END IT WITH * you might be a coyote hunter* (a fun thread maybe)

I was at the dollar store in the city tonight and I realized that the other guys starring at the feather boa selection were probabaly just coyote hunters like me. How many real coyote hunters can see a feather boa at the dollar store and not think of coyote hunting?
 
JUST GREAT I just want to say thanks alot. I just got over the fact that I am a redneck and now i find out that not only am I a redneck but I am also a coyote hunter too.

JUST GREAT WHAT NEXT
 
if you're willing to miss your 5 month anniversary with your girlfriend cuz it just snowed and you think you might actually get something this time

if you take your 2000 Ford Taurus thrugh snow to get to your first stand
 
If you have so much gear in the front and back seats of your extended cab pickup that you have to ask for rides to lunch just so no one will ask you for a ride.
 
If you're have a membership card for Sally's Hair Products to by hydrogen peroxide for bleaching skulls......


Sir, that's an awful lot of hydrogen peroxide, please be careful not to burn your clients scalp.......ahh, my clients don't mind.
 
If the sound of something dying in excruciating pain makes you want to record it for your next set.

If you have more than one surge strip to plug in all your e-calls, scope lights, head lamps, spot lights and decoys.

If you grin every time you see someone with a small pet or noisy bird and you think it would make a great decoy.

If you catch yourself checking the wind before approaching Walmart to go look for feather Boas and peroxide, LOL.
 
If you've sat bolt upright in bed, wakened from a deep sleep and a helluva good dream by a coyote suddenly running into view, you might be a coyote hunter.

If you dust yourself down with sevin dust after a shower because Johnson and Johnson won't kill fleas on your johnson, you might be a coyote hunter.
 
Originally Posted By: doggin coyotesIf when driving down the interstate, you spend more time watching the prairies than you do the road, you might be a coyote hunter.


My wife gets so mad at me. lol

It's already been posted, but this is me to a T!!!
It's not just coyotes, I look for ANYTHING!


Pyro
 
You might be a coyote hunter if you drive your truck to work with blood on the grill and the bed because it was so late when you got home from the hunt, but you're a little scared someone might think you ran over somebody.
 
Originally Posted By: PyroZukiOriginally Posted By: doggin coyotesIf when driving down the interstate, you spend more time watching the prairies than you do the road, you might be a coyote hunter.


My wife gets so mad at me. lol

It's already been posted, but this is me to a T!!!
It's not just coyotes, I look for ANYTHING!


Pyro
my wife knows i'm sleeping if i don't do this lol
 
Originally Posted By: dpeymusIf you've ever spent half an hour trying to call in a reflector on a fence post at night, you might be a coyote hunter...

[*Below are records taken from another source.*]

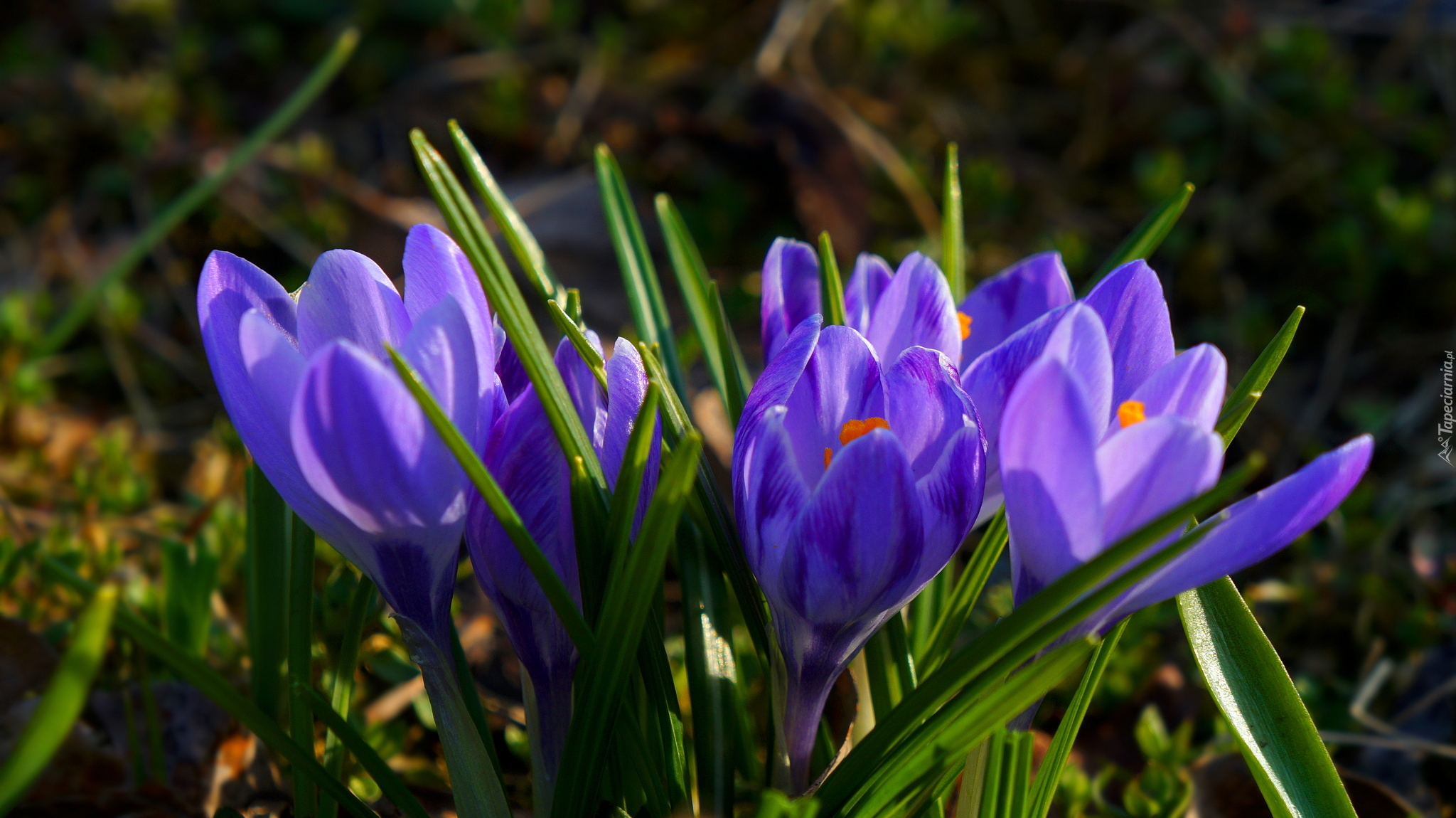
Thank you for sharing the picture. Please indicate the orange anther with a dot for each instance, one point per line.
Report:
(1130, 413)
(854, 430)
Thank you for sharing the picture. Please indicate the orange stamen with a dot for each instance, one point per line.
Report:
(1130, 413)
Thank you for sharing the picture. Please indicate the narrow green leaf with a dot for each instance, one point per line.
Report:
(211, 684)
(638, 272)
(494, 496)
(1149, 233)
(518, 235)
(832, 287)
(1254, 691)
(300, 655)
(383, 775)
(267, 561)
(924, 770)
(510, 307)
(953, 228)
(1056, 758)
(568, 326)
(63, 701)
(1251, 388)
(203, 190)
(704, 307)
(1029, 627)
(361, 605)
(963, 597)
(601, 676)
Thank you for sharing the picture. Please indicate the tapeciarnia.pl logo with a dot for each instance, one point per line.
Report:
(1447, 424)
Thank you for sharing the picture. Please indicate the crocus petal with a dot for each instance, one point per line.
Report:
(1132, 304)
(434, 267)
(1256, 527)
(1049, 474)
(858, 541)
(862, 290)
(348, 296)
(950, 499)
(925, 405)
(366, 449)
(839, 385)
(1190, 386)
(1150, 467)
(1012, 299)
(769, 495)
(790, 292)
(915, 310)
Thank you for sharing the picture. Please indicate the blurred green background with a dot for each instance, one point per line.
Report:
(1318, 134)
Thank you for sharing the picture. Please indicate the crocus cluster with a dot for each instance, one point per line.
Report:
(308, 383)
(1078, 413)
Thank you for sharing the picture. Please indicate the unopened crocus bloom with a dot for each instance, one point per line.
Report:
(855, 481)
(1083, 466)
(914, 306)
(525, 457)
(308, 383)
(1138, 332)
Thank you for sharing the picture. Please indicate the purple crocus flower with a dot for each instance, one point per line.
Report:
(894, 312)
(1083, 466)
(308, 383)
(523, 456)
(854, 485)
(1138, 334)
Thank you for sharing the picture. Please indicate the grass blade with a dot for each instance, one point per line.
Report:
(1251, 388)
(1056, 758)
(494, 496)
(1254, 691)
(518, 235)
(1029, 627)
(704, 307)
(361, 603)
(267, 559)
(383, 775)
(953, 225)
(638, 272)
(964, 595)
(300, 655)
(63, 701)
(510, 306)
(1149, 233)
(832, 287)
(604, 673)
(211, 684)
(201, 191)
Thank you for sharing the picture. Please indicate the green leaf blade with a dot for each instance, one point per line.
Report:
(1254, 691)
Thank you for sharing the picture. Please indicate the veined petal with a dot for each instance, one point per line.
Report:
(769, 496)
(862, 290)
(840, 383)
(915, 310)
(950, 499)
(1012, 299)
(1190, 386)
(434, 267)
(925, 405)
(366, 449)
(1257, 527)
(350, 297)
(1049, 474)
(858, 542)
(1139, 331)
(790, 292)
(1154, 466)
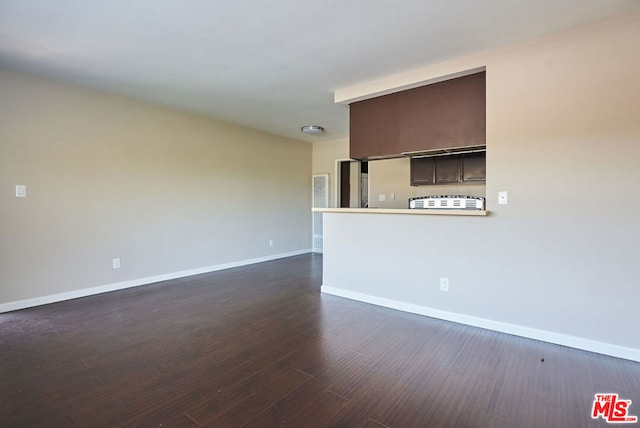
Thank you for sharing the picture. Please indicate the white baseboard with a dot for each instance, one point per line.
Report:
(516, 330)
(52, 298)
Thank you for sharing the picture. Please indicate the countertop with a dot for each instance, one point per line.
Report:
(402, 211)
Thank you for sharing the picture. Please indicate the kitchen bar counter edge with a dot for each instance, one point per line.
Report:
(402, 211)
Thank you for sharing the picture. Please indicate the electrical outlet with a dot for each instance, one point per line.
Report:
(503, 198)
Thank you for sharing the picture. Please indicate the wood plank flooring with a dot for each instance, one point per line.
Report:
(259, 346)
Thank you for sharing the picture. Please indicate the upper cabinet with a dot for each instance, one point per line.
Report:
(444, 115)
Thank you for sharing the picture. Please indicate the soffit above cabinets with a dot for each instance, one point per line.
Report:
(444, 116)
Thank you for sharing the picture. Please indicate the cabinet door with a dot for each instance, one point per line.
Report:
(447, 169)
(422, 171)
(474, 167)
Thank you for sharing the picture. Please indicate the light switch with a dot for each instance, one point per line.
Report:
(21, 191)
(503, 198)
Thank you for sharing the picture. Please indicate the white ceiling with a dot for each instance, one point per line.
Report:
(270, 65)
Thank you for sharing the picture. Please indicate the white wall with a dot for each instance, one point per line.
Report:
(163, 190)
(563, 138)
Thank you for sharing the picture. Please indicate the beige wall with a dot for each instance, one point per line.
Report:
(163, 190)
(563, 138)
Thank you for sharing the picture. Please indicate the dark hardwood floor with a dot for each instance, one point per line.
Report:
(259, 346)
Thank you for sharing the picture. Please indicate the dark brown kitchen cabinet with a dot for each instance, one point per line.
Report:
(443, 115)
(474, 167)
(464, 168)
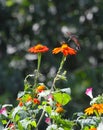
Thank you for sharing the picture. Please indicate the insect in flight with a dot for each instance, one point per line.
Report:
(74, 38)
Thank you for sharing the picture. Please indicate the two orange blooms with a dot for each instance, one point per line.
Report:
(65, 49)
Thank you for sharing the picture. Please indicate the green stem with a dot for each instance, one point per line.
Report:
(59, 70)
(38, 68)
(43, 112)
(96, 113)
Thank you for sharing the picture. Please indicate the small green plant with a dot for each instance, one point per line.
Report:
(38, 102)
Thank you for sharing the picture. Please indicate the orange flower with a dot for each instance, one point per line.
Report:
(58, 105)
(39, 48)
(36, 101)
(65, 49)
(11, 126)
(20, 102)
(59, 109)
(95, 107)
(89, 110)
(93, 129)
(29, 98)
(40, 88)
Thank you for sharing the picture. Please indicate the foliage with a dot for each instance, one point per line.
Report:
(37, 101)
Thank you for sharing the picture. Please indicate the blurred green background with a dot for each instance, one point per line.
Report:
(23, 23)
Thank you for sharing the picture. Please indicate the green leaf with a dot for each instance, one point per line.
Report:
(62, 98)
(15, 111)
(20, 94)
(48, 109)
(4, 122)
(9, 3)
(25, 122)
(7, 105)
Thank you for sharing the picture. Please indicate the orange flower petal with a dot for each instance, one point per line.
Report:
(39, 48)
(59, 109)
(65, 49)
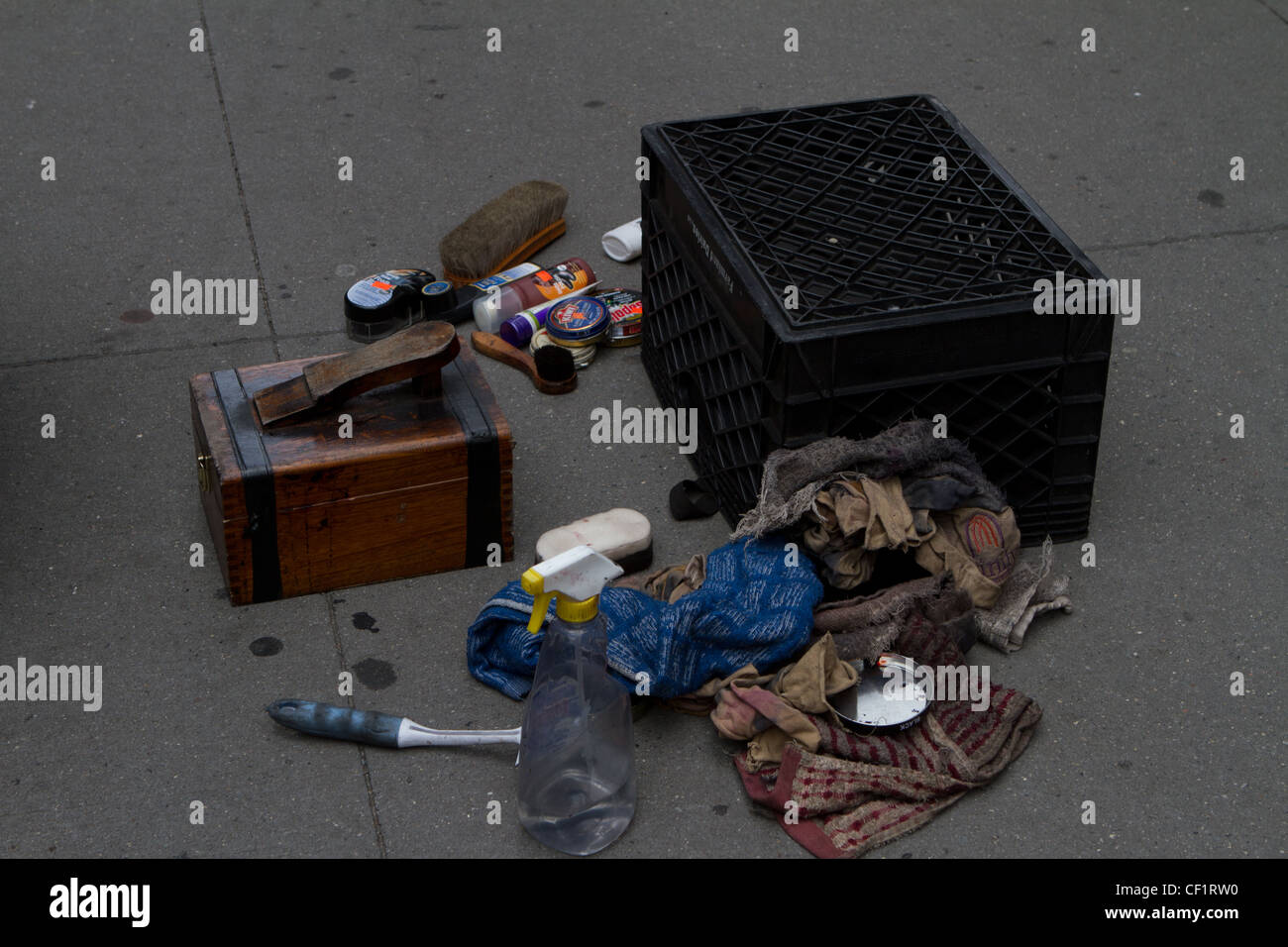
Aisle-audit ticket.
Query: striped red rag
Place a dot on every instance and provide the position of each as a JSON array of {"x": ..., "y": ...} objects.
[{"x": 859, "y": 792}]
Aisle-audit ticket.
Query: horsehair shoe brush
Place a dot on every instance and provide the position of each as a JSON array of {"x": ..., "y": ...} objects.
[{"x": 503, "y": 232}]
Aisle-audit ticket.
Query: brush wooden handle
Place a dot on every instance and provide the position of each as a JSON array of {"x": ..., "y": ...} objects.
[
  {"x": 496, "y": 347},
  {"x": 417, "y": 352}
]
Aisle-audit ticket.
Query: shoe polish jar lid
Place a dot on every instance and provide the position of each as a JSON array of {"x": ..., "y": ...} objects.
[
  {"x": 580, "y": 321},
  {"x": 381, "y": 304}
]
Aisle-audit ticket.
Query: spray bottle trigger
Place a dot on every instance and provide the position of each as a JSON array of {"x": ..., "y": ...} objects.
[{"x": 540, "y": 603}]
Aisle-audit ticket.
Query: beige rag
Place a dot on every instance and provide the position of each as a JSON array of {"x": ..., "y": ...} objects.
[{"x": 771, "y": 710}]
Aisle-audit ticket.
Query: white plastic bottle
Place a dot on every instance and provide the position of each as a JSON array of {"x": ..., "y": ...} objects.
[{"x": 578, "y": 751}]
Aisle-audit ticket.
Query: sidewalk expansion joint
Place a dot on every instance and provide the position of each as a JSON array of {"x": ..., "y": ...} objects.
[{"x": 241, "y": 191}]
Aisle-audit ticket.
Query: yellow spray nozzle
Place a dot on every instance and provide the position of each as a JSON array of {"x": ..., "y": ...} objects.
[{"x": 533, "y": 582}]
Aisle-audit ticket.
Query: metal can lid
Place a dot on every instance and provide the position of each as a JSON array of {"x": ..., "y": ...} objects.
[{"x": 580, "y": 320}]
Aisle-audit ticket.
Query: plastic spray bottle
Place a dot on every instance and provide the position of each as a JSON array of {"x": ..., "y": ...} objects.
[{"x": 578, "y": 750}]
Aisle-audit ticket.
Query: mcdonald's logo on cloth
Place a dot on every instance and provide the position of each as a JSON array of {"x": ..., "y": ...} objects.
[{"x": 983, "y": 532}]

"Been there done that more than once."
 
If you've ever got on all 4s with one of the coyote hides you've tanned over you to scare your yuppie friends dogs scrambling into the back room... you might be a coyote hunter

Great thread worth joining just for this!
 
If a buddy from work gets in your truck and sees feathers and calls and a gun and says," What the [beeep] have you been doing ? What is all this stuff?" Like your a serial killer or something. And you you say," What? This is normal.....right?" Lol
 
If you show up to the doctor/surgeon and have explain why you need a porcupine quill removed from your leg. Even better explaining to people at the college where you work why you had surgery and are using a cane. The moral of the story is don't get bored at the end of hunting/ striking out and mess with a porcupine.